THE design was the brainchild of Joseph Paxton MP, who had just completed a conservatory for Chatsworth House in Derbyshire that drew on the structure of lily pads for lightness and strength. On Friday 11th June, 1850, he remarked casually to John Ellis, a fellow board-member at the Midland Railway, that something similar could be manufactured elsewhere and then briefly assembled, like a bedstead, in Hyde Park.*
With barely a fortnight before the deadline, Paxton sketched his plans on blotting-paper during a meeting of the railway’s Works and Ways Committee.* On Saturday 20th, he showed them to engineer Robert Stephenson, a member of the Exhibition’s building committee, after bumping into him on the train. On July 6th, Paxton adroitly blindsided his competitors by going to the popular press; and on July 26th, the building committee accepted a tender from Fox, Henderson and Company to construct Paxton’s Crystal Palace for £79,800.*
Two months later, the first posts were sunk, and on May 1st, 1851, Queen Victoria opened the “Great Exhibition of the Industry of all Nations.”

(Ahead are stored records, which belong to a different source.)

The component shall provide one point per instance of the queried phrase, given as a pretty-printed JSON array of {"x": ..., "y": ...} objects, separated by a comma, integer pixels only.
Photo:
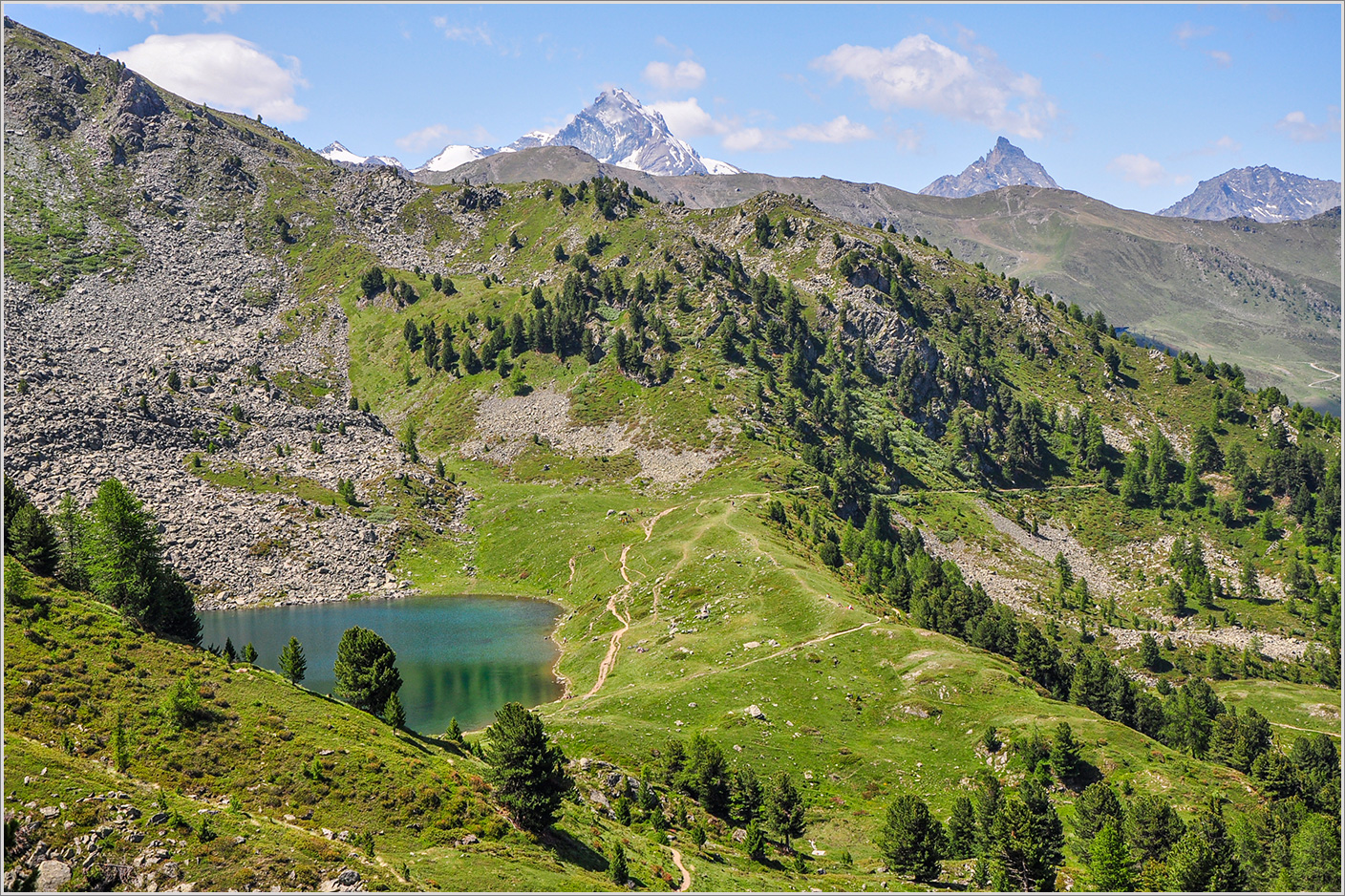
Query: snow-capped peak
[
  {"x": 335, "y": 151},
  {"x": 715, "y": 165},
  {"x": 615, "y": 129},
  {"x": 455, "y": 155}
]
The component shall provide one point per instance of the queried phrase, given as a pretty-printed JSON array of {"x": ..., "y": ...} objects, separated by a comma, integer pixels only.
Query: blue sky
[{"x": 1130, "y": 104}]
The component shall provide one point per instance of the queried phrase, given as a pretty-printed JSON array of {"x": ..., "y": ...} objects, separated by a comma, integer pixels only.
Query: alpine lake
[{"x": 459, "y": 657}]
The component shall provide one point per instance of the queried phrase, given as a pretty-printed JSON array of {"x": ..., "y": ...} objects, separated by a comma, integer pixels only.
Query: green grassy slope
[{"x": 643, "y": 504}]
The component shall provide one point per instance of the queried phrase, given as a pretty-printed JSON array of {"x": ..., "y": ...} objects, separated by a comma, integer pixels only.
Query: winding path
[
  {"x": 686, "y": 875},
  {"x": 1331, "y": 375},
  {"x": 615, "y": 646}
]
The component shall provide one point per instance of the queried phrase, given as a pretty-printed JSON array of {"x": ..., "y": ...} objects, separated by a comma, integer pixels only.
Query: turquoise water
[{"x": 461, "y": 657}]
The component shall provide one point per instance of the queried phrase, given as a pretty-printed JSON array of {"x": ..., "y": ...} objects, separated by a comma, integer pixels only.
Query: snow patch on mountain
[
  {"x": 455, "y": 155},
  {"x": 615, "y": 129},
  {"x": 336, "y": 152},
  {"x": 715, "y": 165}
]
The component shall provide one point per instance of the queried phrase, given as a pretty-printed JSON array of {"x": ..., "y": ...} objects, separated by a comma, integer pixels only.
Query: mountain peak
[
  {"x": 1004, "y": 165},
  {"x": 336, "y": 151},
  {"x": 615, "y": 129},
  {"x": 1263, "y": 194}
]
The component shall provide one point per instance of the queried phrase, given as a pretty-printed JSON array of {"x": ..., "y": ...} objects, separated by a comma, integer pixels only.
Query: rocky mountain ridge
[
  {"x": 1265, "y": 289},
  {"x": 615, "y": 129},
  {"x": 1262, "y": 194},
  {"x": 1004, "y": 165},
  {"x": 336, "y": 152},
  {"x": 200, "y": 345}
]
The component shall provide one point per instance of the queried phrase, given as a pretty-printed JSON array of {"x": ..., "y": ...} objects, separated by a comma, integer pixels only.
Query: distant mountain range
[
  {"x": 615, "y": 129},
  {"x": 333, "y": 151},
  {"x": 1004, "y": 165},
  {"x": 1265, "y": 296},
  {"x": 1262, "y": 194}
]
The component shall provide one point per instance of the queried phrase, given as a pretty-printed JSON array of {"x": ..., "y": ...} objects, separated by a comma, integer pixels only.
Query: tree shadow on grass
[{"x": 570, "y": 849}]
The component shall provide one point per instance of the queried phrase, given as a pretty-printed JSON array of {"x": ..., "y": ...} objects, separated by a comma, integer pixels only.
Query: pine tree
[
  {"x": 784, "y": 809},
  {"x": 962, "y": 829},
  {"x": 366, "y": 671},
  {"x": 125, "y": 566},
  {"x": 1108, "y": 869},
  {"x": 1027, "y": 841},
  {"x": 1095, "y": 806},
  {"x": 1151, "y": 827},
  {"x": 910, "y": 840},
  {"x": 526, "y": 770},
  {"x": 73, "y": 524},
  {"x": 1064, "y": 753},
  {"x": 292, "y": 661},
  {"x": 755, "y": 843},
  {"x": 120, "y": 744},
  {"x": 393, "y": 712},
  {"x": 1204, "y": 859},
  {"x": 616, "y": 868}
]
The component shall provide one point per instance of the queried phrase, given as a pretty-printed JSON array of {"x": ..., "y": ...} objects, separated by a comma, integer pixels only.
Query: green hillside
[{"x": 817, "y": 501}]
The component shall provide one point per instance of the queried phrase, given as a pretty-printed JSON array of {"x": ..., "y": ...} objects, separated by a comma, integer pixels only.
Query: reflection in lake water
[{"x": 461, "y": 657}]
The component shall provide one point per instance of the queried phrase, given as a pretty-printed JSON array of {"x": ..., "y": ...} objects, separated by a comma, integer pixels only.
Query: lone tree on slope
[{"x": 366, "y": 671}]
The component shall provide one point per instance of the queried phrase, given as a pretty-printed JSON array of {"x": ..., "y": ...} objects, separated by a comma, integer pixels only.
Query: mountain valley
[{"x": 844, "y": 495}]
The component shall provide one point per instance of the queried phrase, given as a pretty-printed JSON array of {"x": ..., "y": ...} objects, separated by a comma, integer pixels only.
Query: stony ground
[{"x": 507, "y": 425}]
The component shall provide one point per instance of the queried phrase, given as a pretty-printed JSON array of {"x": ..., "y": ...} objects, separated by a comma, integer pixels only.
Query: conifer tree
[
  {"x": 393, "y": 712},
  {"x": 617, "y": 869},
  {"x": 526, "y": 770},
  {"x": 962, "y": 829},
  {"x": 910, "y": 840},
  {"x": 1110, "y": 863},
  {"x": 784, "y": 809},
  {"x": 292, "y": 661}
]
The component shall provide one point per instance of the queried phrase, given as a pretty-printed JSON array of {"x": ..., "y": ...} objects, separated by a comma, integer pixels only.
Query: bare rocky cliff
[{"x": 155, "y": 313}]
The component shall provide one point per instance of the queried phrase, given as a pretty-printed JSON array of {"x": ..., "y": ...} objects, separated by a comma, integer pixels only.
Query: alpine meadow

Most of it was made in Birmingham and Smethwick, with some additional work in London.
The matter before the Committee was a disciplinary one. Paxton wrote so industriously throughout that he was asked to render judgment. Household Words takes up the tale: “When the case closed, one of his colleagues turned specially to him, saying, ‘As you seem to have noted down the whole of the evidence, we will take the decision from you.’ ‘The truth is,’ whispered the Chairman, ‘I know all about this affair already, having accidentally learned every particular last night. This,’ he continued, holding up the paper, ‘is not a draft of the pointsman’s case, but a design for the Great Industrial Building to be erected in Hyde Park.’”
This is the figure given by contemporary sources and by The Crystal Palace Foundation. It does not include the cost of materials; overall, the Crystal Palace cost £150,000 to build, roughly £16.5M in 2019.